All I’ll Ever Be

This week the camel’s back finally broke. After years of responding to the call when other authors and friends asked for votes or page clicks or Likes or Follows… and then not getting anything back from them when I ask for the same… I decided my writing “career” (if it ever was that) is over.

I try not to ask for much, and I try not to ask very often. Maybe that’s where I went wrong, but I think it’s more that I’m more loyal and generous than pretty much anyone else out there trying to make it in this world. I give way too much of my time and energy to others. And then get nearly naught in return. It’s happened again and again, but I kept believing someday it would be my turn. That’s not proven to be true. All that’s happened is my good nature being repeatedly taken advantage of.

So this week I quit Twitter and Instagram. (You’ll still see my Twitter up, but I deleted the app.) I cut every author “friend” off my Facebook unless they were someone I had an actual relationship with (though I may yet unfriend more). I left every Facebook writing group I was in. And I changed my employment from “author/screenwriter” to “homemaker.”

Because apparently that’s all I’ll ever be. A mom and a wife. I mean, if I’m going to give my time away anyway… If my life is only ever going to be about me giving and hardly ever receiving… I might as well keep it at home where I can see the benefits of my work. Maybe even participate in some of the good that may come of it.

The books I’ve written will remain available, but I’m no longer actively writing. This site will be become mostly devoted to book and movie reviews from here on out. Maybe the occasional television commentary. I hope you’ll stick around for those things.

About The Bay Chronicles

In the mid-1990s I wrote my first truly epic fan fiction, which collectively came to be known as The Bay Chronicles.
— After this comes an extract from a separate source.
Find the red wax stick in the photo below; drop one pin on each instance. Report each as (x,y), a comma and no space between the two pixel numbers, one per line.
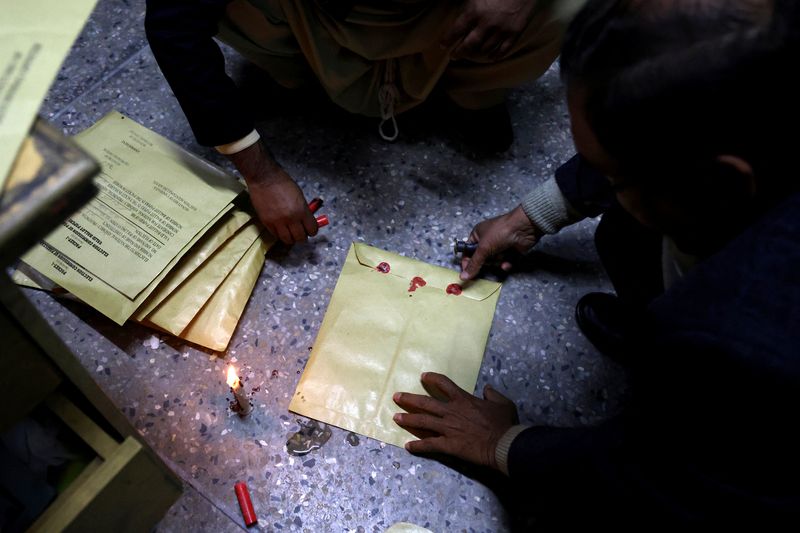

This wasn’t particularly good fanfic, mind you. It was unnecessarily convoluted and heaped a ton of characters from various television shows, books, comic books into one bouillabaisse of near indecipherability. But it’s also the piece of work that, I believe, got me into grad school.

In order to explain that thesis, I have to first describe the work a little bit. The Bay Chronicles started with a collection of stories titled Rooms with a View. Those stories were told from Dana Scully’s point of view and detailed her partner Fox Mulder’s harassment by a vampire (Lestat, using a pseudonym). The Rooms with a View stories started out choppy, told in flash fiction snippets meant to convey Dana’s confusion as she pieces together what’s going on. In truth, though, the whole thing was confusing to read, and I’m truly sorry I inflicted it on my friends.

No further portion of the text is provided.